El silencio se adueñó del ambiente. Mientras Francis se encogía en si mismo, los ojos de Arthur, aburridos, se perdían en la nada. Era absurdo, pero en verdad no sentía nada (o por lo menos, sus gestos nunca expresaban sentimiento alguno). Francis intuyó esa anomalía, si se pudiese llamar así, desde el día en que le contó de la muerte de su madre sin rastro alguno de dolor.
- Eres tan extraño, mon chéri, y por ello te amo con esta intensidad, pero sé que, en un momento, no sé si sea muy lejano o si tarde una eternidad en llegar, será esa misma cualidad que me repugnará, que me alejará de ti. Que me hará odiarte más de lo que te pueda amar.
Nuevamente Arthur guardo silencio. Francis se irguió y giró, mirando a Arthur con alegría. Sus ojos azules brillaban y, con rapidez, tomó la mano del otro, jalándolo hacia su cuerpo. Lo abrazó y cobijó entre sus brazos. Como Arthur se encogió contra su pecho, Francis recargó su barbilla contra su áspero cabello, mientras acariciaba su espalda.
- Quiero casarme contigo, en verdad –dijo Francis con un tono de voz distinto al que había manejado anteriormente, lleno de alegría, de paz.
Cuatro.
Francis no se preguntó la razón, tampoco lloró ni se lamentó su suerte. A pesar de la alegría que le causó el creer que se casarían, al final una desgracia, si así se quiere tomar, interfirió en sus planes. Bien dicen que Dios se ríe mientras escucha tus deseos para el futuro. Arthur fue acusado de homicidio, y era culpable.

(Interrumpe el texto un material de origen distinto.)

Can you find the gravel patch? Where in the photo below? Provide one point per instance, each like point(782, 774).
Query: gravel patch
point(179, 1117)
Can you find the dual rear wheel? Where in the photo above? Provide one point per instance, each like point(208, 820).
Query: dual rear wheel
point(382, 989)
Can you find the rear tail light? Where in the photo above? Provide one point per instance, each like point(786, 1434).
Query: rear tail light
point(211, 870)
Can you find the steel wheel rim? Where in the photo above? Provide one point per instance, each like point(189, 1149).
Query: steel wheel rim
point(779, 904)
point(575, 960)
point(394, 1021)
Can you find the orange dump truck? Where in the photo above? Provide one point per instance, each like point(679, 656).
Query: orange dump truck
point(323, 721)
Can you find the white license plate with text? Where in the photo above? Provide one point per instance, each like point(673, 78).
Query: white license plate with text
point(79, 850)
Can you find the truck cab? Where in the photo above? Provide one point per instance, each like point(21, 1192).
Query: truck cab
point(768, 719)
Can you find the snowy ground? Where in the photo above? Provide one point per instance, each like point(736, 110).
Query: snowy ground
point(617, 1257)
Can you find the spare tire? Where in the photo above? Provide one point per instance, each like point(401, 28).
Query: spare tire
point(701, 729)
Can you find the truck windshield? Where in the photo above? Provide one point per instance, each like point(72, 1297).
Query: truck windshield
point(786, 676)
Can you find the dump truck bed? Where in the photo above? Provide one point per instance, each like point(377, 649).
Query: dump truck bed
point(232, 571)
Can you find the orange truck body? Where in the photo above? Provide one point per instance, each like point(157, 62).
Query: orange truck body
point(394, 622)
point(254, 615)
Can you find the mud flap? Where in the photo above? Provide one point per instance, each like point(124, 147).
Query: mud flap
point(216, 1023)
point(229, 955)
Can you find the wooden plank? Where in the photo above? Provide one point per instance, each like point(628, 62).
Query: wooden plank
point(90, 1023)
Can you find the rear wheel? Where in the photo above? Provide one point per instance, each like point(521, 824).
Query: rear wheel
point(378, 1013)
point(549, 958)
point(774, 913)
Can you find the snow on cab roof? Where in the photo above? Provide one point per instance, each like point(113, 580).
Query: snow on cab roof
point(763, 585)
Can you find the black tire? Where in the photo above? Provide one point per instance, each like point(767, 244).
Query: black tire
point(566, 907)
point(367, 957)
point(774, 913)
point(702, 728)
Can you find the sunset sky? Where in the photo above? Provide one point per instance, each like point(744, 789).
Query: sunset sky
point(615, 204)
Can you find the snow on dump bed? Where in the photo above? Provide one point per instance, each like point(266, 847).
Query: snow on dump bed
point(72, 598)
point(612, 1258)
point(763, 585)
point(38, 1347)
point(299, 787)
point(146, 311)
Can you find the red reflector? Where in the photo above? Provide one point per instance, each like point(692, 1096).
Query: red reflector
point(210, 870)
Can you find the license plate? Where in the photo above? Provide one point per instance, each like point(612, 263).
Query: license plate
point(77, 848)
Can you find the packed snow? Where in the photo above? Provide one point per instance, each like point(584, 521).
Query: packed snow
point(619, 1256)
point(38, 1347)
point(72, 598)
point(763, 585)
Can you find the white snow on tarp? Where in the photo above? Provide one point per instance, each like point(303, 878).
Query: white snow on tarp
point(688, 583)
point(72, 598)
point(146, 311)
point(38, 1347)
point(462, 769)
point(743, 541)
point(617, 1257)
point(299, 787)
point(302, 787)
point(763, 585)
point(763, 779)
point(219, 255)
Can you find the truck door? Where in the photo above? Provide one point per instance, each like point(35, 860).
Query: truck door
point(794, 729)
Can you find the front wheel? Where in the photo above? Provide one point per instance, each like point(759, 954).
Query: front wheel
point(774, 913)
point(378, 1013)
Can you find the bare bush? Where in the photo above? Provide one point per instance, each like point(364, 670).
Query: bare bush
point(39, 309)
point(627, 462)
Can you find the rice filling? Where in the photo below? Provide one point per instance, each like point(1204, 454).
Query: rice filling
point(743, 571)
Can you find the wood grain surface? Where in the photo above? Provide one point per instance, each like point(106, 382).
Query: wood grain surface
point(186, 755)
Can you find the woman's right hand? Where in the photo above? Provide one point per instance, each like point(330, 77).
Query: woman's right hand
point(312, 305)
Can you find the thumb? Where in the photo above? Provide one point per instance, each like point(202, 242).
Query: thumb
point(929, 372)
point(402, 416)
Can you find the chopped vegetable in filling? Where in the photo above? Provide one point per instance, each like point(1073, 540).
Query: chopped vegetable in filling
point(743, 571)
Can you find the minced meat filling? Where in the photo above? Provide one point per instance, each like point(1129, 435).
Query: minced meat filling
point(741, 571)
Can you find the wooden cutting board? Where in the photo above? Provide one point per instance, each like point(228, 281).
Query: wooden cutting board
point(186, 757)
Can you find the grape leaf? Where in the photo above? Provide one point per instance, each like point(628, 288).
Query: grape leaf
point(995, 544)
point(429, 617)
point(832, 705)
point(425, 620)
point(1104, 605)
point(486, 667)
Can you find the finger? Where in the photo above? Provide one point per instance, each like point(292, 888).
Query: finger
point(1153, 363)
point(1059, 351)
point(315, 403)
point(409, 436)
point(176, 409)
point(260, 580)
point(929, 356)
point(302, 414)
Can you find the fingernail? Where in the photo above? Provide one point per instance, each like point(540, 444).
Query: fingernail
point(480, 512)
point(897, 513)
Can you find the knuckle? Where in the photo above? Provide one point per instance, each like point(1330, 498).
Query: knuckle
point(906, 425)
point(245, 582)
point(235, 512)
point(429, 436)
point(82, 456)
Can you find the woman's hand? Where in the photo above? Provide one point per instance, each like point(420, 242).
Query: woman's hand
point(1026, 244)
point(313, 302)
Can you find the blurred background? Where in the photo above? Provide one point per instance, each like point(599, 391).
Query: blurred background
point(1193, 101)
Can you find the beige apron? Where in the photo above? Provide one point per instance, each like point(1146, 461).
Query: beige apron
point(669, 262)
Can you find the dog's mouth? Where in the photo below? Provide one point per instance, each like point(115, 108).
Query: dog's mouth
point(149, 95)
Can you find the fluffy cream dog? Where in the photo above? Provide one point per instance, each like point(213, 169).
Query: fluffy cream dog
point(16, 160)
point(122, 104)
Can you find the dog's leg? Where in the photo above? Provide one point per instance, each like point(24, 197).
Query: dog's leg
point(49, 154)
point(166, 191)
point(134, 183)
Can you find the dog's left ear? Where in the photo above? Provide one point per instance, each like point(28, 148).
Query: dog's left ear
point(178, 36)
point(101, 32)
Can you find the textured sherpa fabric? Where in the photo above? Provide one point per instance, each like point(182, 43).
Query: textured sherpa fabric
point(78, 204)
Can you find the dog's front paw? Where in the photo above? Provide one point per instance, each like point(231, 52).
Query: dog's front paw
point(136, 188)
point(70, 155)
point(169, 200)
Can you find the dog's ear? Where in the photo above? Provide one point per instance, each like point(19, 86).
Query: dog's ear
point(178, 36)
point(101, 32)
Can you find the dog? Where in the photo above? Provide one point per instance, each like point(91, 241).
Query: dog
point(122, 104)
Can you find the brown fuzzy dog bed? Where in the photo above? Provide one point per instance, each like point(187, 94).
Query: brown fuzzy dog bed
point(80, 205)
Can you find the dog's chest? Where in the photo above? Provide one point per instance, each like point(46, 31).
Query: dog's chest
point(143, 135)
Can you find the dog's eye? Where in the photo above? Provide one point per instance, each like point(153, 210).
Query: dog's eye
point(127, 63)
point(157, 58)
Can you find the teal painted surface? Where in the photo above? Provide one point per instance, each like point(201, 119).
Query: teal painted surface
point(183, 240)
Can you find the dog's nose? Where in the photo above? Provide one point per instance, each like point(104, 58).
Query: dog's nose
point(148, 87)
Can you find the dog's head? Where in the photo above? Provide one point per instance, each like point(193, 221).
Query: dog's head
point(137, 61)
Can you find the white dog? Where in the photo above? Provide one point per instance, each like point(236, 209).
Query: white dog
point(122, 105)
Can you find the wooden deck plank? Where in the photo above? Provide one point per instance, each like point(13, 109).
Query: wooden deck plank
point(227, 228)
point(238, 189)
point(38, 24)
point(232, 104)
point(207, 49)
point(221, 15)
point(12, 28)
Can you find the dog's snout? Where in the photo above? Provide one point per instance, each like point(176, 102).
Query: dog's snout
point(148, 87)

Le dolió ver a Arthur detrás de las rejas. Sólo pudo encontrarse con él en una ocasión, pero mantuvo los ánimos en alto. Recuerda haberle dicho que todo saldría bien, mientras sonreía.
- Saldrás libre y nos casaremos, mon chéri–dijo, antes de intentar besarle a través de los barrotes, pero en ese momento Arthur viró la cabeza.
No le volvió a ver, pues no era su pareja ante la ley. Sin embargo, le escribía constantemente con esa ilusión y esperanza de verle salir y consumar su sueño. Las palabras que tatuaba en un pergamino, con ayuda de un poco de tinta, fluían con naturalidad en las noches llenas de nostalgia. Ansiaba volver a tocar su cuerpo y percibir su aroma en su almohada, como solía hacerlo.
Esas cartas dejaron de ser escritas después del juicio final, en el que Arthur fue condenado a morir. Francis nunca pudo amar a alguien con esa misma intensidad, aunque tampoco se cerró ante alguna nueva oportunidad. A pesar de dormir junto a alguien más, le fue imposible no extrañar su olor flotando en su habitación, o no soñar con esos ojos vacíos que imaginó podría llegar a llenar de luz con su abundante amor. Sabe que lo intentó, probablemente desde el inicio, sin embargo, nunca logró que Arthur se sintiera completamente vivo.